Light and frothy, ‘Blithe Spirit’ is a perfectly delightful escape from the summer heat
- Written by Tina Farmer
When it comes to sharp, witty comedy Noel Coward fits the bill. Act Inc clearly understands, selecting the perennially popular “Blithe Spirit” for their summer season. Director Jane Sullivan and the cast gleefully dive into the sometimes absurd and always funny comedy that’s an entertaining diversion lively enough to chase away boredom.
Writer and bon vivant Charles Condomine and his wife Ruth have invited friends over for dinner and a séance. Neither Charles, his wife, nor their guests believe in such things, but Charles is writing a book and wants to research. After light conversation and a number of drinks, the cheerfully eccentric Madame Arcanti obliges, and manages to call forth the ghost of Charles first wife, Elvira, though naturally only Charles can see her.
The humor is constant and the action quick-paced, as Elvira seems determined to reunite with her husband. First there’s a series of small accidents that injure both Charles and the household maid Edith, then there’s the car crash, but I won’t spill any more details. The script, written in the 1940s, is at times predictable, but Coward’s witty dialogue is a joy to listen to, even when an actor or two occasionally slips on the requisite British accident.
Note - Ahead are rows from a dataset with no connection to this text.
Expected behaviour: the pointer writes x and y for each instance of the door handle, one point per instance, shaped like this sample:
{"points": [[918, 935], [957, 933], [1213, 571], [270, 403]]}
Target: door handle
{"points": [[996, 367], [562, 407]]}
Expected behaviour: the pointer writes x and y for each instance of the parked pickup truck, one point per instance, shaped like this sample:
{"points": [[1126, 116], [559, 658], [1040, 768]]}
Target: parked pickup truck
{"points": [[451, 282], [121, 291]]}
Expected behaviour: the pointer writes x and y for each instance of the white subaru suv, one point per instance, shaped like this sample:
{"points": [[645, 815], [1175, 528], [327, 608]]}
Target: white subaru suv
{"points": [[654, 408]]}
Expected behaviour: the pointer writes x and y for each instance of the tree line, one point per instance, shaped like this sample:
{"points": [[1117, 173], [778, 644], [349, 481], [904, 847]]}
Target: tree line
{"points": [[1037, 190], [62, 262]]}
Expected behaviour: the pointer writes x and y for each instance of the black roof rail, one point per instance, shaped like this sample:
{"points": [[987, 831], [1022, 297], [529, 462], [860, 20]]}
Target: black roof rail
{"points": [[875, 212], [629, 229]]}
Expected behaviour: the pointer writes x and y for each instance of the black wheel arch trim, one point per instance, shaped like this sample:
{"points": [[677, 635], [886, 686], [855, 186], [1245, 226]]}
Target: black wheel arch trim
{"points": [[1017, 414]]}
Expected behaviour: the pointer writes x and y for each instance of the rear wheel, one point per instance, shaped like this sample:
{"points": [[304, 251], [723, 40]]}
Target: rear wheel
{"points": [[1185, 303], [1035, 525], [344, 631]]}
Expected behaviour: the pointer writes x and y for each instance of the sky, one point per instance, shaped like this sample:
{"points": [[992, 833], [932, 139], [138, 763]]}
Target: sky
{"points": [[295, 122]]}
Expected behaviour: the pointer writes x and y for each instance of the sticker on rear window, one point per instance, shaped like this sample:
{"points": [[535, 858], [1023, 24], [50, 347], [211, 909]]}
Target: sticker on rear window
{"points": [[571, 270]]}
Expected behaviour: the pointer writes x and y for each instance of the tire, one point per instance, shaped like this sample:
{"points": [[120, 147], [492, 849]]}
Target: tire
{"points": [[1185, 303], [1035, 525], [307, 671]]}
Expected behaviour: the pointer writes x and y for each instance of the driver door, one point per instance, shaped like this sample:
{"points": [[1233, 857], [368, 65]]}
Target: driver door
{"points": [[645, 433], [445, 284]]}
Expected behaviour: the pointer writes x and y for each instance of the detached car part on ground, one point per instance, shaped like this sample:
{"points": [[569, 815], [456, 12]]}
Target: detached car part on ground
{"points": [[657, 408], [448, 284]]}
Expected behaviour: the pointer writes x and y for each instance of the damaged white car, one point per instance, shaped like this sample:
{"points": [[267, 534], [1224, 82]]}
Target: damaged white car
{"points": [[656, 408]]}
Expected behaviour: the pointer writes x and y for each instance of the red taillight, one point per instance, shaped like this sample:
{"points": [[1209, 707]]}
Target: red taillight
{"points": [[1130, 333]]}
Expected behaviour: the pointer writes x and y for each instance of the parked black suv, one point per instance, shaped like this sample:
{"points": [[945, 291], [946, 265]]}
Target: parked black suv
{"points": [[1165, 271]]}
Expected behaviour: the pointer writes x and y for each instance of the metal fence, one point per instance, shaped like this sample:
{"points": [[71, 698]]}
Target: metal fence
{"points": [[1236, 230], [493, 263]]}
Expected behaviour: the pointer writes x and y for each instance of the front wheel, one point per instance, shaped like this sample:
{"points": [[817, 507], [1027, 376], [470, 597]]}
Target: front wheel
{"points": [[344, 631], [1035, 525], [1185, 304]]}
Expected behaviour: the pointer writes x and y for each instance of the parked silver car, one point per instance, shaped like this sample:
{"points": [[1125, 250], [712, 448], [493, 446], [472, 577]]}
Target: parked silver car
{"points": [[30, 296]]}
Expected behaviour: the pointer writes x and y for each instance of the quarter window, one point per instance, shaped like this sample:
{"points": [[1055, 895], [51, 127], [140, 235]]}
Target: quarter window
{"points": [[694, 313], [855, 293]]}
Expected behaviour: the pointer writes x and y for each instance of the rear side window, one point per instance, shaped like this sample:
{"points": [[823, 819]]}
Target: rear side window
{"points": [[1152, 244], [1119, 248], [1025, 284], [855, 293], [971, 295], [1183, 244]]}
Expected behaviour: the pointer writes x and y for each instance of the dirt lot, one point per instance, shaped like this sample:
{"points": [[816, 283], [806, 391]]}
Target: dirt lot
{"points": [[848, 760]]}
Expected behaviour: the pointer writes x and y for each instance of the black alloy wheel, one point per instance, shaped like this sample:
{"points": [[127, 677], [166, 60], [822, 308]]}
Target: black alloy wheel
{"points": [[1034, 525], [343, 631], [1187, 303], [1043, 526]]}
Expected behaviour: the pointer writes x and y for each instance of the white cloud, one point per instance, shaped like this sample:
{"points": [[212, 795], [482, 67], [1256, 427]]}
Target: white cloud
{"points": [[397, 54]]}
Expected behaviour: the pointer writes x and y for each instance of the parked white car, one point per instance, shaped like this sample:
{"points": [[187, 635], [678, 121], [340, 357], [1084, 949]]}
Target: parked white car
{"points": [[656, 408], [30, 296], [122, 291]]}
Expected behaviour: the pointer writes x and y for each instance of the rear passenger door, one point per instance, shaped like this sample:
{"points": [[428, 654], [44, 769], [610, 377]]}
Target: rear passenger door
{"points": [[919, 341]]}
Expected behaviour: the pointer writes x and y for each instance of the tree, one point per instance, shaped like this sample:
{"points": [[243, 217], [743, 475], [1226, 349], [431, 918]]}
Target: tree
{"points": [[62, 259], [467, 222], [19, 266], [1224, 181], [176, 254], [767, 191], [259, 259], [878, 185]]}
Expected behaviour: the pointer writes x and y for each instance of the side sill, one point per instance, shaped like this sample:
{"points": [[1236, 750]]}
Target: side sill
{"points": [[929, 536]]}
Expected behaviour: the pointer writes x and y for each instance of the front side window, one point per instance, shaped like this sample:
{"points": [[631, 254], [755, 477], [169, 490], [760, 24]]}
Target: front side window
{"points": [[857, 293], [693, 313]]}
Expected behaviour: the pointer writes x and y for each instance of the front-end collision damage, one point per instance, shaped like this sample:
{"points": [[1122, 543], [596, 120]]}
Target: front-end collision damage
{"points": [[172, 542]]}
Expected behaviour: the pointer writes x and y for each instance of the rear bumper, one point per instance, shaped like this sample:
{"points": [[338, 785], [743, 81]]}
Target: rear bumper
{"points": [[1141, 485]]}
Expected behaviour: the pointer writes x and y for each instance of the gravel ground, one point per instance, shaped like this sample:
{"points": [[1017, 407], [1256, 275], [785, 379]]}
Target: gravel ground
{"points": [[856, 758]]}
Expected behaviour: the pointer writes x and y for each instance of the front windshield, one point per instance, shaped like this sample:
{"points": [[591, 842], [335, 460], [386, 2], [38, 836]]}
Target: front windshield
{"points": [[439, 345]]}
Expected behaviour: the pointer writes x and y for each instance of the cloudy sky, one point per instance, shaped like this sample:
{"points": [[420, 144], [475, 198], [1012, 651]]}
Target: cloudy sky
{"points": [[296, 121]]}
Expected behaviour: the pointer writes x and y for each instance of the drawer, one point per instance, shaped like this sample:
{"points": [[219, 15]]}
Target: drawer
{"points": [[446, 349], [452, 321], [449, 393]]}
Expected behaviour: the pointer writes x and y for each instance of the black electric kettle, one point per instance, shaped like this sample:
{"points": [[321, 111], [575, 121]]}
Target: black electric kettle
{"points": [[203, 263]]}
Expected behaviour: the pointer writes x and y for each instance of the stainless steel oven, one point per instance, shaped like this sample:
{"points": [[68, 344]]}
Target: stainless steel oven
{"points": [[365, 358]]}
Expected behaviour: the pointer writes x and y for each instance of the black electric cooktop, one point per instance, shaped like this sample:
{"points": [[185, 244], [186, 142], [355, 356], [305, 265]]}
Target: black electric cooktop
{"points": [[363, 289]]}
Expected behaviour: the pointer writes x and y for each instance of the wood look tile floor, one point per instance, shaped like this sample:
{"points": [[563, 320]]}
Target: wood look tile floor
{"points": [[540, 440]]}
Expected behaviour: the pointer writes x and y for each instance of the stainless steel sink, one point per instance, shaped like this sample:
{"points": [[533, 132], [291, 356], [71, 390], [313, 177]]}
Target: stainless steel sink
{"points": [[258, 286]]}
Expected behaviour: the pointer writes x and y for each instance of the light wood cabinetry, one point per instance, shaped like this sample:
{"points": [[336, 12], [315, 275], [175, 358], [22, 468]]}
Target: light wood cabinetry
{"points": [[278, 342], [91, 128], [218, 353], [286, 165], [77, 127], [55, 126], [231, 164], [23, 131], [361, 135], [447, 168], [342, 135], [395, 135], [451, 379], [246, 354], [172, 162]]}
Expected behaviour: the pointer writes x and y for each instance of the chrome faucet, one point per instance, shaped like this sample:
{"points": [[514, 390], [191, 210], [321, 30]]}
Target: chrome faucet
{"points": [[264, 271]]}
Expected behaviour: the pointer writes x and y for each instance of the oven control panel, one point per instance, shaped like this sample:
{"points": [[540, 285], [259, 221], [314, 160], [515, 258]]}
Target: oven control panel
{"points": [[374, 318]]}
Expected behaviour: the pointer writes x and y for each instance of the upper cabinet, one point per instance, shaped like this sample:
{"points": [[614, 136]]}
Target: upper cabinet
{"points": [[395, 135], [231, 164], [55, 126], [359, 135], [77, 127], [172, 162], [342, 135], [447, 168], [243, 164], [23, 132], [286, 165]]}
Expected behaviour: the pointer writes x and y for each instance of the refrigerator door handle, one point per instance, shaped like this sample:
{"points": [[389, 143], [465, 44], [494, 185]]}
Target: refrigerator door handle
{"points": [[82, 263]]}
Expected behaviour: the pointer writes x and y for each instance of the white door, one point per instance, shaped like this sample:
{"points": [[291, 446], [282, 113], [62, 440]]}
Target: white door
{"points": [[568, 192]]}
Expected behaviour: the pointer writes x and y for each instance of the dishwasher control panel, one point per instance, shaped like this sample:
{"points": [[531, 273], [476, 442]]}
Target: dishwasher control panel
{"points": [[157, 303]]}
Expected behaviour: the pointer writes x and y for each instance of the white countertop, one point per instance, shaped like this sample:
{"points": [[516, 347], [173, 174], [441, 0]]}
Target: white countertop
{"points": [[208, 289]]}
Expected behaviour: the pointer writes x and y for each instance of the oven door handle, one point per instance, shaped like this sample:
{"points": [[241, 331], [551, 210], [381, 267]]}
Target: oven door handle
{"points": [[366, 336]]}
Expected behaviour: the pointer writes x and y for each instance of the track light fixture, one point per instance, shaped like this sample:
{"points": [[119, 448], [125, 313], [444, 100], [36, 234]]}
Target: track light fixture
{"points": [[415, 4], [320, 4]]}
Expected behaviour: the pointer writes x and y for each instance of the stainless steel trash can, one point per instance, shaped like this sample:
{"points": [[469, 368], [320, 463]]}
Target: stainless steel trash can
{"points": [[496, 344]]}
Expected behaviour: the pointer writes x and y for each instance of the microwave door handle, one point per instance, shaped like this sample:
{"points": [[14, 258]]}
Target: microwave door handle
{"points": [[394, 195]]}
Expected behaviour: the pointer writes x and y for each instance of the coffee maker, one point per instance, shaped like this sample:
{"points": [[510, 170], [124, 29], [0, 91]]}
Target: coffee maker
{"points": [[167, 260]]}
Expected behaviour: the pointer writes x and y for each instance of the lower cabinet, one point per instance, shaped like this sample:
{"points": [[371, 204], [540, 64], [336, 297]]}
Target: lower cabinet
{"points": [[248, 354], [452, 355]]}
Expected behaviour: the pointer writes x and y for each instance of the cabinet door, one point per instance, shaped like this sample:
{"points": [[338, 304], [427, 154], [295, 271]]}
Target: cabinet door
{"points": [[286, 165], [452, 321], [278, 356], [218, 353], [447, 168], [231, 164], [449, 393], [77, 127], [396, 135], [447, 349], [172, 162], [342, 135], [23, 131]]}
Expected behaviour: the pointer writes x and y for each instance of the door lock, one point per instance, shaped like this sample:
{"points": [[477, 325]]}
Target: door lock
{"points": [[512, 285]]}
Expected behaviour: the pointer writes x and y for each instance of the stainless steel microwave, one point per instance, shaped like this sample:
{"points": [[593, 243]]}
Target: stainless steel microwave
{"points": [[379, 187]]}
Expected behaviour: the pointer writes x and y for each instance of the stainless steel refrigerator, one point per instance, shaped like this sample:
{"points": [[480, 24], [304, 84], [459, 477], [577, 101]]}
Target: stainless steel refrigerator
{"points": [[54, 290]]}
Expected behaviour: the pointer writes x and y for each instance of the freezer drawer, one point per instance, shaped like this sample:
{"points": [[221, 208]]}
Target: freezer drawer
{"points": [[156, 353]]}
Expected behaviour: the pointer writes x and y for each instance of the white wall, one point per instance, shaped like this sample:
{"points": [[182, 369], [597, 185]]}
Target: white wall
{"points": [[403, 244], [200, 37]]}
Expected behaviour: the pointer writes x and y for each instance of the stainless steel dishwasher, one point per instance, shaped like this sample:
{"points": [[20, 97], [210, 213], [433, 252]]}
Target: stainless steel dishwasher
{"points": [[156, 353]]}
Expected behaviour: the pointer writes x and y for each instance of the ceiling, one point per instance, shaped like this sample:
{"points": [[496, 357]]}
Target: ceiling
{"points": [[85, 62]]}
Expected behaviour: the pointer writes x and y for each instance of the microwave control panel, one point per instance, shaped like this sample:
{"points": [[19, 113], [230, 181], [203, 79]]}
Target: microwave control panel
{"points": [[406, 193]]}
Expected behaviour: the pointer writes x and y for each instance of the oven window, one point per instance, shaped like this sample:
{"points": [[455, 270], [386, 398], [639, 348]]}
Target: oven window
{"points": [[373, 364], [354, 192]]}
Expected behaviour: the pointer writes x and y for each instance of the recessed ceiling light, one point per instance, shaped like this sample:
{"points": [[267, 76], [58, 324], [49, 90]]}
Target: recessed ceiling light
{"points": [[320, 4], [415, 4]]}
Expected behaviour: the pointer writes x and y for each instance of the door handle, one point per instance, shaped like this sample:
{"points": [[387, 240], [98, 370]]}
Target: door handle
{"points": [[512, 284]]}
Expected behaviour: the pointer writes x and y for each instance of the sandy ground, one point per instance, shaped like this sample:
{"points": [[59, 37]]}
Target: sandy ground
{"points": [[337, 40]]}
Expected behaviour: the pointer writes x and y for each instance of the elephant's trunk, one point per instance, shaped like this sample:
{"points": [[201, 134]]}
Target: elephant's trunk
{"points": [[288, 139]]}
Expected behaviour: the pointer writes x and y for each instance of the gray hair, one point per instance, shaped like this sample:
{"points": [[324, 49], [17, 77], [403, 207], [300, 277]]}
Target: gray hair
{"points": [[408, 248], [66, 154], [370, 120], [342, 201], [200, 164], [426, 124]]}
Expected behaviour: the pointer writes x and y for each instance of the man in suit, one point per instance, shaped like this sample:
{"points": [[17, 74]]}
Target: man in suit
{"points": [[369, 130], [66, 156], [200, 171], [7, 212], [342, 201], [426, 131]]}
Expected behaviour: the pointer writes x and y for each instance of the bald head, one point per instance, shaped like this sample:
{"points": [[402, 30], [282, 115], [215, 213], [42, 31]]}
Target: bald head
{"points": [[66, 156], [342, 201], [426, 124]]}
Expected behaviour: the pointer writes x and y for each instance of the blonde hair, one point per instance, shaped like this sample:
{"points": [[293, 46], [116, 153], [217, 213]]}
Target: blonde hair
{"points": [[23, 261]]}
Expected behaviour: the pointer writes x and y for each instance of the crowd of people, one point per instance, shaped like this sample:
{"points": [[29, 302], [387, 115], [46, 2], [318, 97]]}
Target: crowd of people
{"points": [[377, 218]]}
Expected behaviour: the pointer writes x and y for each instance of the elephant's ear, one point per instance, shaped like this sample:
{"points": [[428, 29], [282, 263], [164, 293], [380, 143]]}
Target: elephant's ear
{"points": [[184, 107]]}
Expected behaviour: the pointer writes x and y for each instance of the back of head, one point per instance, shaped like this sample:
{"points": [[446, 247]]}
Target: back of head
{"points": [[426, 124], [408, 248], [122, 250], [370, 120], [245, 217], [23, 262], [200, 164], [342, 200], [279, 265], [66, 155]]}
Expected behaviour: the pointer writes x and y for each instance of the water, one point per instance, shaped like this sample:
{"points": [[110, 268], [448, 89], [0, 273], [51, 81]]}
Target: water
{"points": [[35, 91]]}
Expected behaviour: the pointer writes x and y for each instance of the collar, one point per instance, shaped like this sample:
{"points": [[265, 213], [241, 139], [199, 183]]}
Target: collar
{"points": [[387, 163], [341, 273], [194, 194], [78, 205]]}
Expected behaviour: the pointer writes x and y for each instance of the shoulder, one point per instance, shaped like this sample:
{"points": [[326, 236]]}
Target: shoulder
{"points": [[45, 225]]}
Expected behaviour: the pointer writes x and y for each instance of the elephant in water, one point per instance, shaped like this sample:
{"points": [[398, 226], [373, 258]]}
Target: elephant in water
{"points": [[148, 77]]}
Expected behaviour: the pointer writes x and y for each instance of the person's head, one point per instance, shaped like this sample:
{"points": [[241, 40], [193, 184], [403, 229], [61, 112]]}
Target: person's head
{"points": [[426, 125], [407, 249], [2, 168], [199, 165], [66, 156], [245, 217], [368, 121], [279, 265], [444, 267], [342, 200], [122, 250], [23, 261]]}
Joe Cella is charmingly adroit as Charles, he and SaraJane Alverson, as second wife Ruth, are smooth and glib, carrying off the sense of the cynical upper crust with ease. Initially Charles quite enjoys both of his wives fighting for his affection, but it begins to wear thin when the cats claws come out. Alverson is the epitome of mid-century chic and intelligence as Ruth and her quickly darting eyes don’t miss a thing, even when she can’t see that thing. Alverson moves with a sense of refinement and good breeding, but she lets her real feelings flicker over her face with uncanny timing. Her Ruth is all knowing and a bit too jaded for emotional explosions, but don’t let her cool exterior fool you, she'll dig her talons in if needed. She is the first to figure out Elvira’s plot and tenaciously ready for the fight.
In contrast, Annalise Webb’s Elvira is coy, flirtatious and fully committed to getting her husband back. She is purposefully all over the place in her performance, at first playfully then ruefully, but always gracefully, flitting about as she plots and schemes to get what she wants. She plays with Charles and, to a lesser extent Ruth, like the cat playing with the mouse that's soon to die. Webb gives Elvira big expressions and gestures, but she’s always in control, carefully plotting every move; though there’s mention that she didn't play chess well, she seems a natural at gamesmanship.
Kathy Rush is humorously over the top and filled with hippy dippy sensibilities as Madame Arcanti. She blows in and out of her scenes with the disorganized force of a minor hurricane, but there’s method or a good deal of luck in her madness. Tim Naegelin and Liz Mischel add the right mix of snobbery and curiosity as Doctor and Mrs. Bradman, they may arch their eyebrow in concern occasionally but are otherwise open to new ideas and experiences. The séance scene is quite funny as Naegelin and Mischel fully commit to being guests fully committing to something they clearly don’t believe. Amanda Brasher steals several scenes as the awkward and untrained maid Edith. She plays the role a little dimwitted, but not stupid, and clumsy but aiming to please on the double, rather than careless or bumbling.
The technical aspect of the production provides all the finishing touches and bows to make the show a treat. Melissa Wohlwend’s costumes are period and economically appropriate, the only miss being Alverson’s mauve ensemble in the second act, and Michael Sullivan and Tony Elliot supply the lighting and sound. Scenic designer Tim Poertner creates a nicely appointed pre-World War II British living room, but it’s the tricks and surprises he saves for the ending that enable “Blithe Spirit” to come together in one riotous moment. The last scene is a veritable cacophony of special effects and laughs that provide a satisfying ending to the delightfully quirky play. Often overlooked or sloppily executed, Poertner and the crew get the little details right.
Act Inc pulls out all the stops, ensuring “Blithe Spirit,” continuing through June 24, is a witty, madcap adventure in theater. Entertaining performances, a clever script and paying attention to the right details make this show a welcome respite from heavy thought and hot temperatures.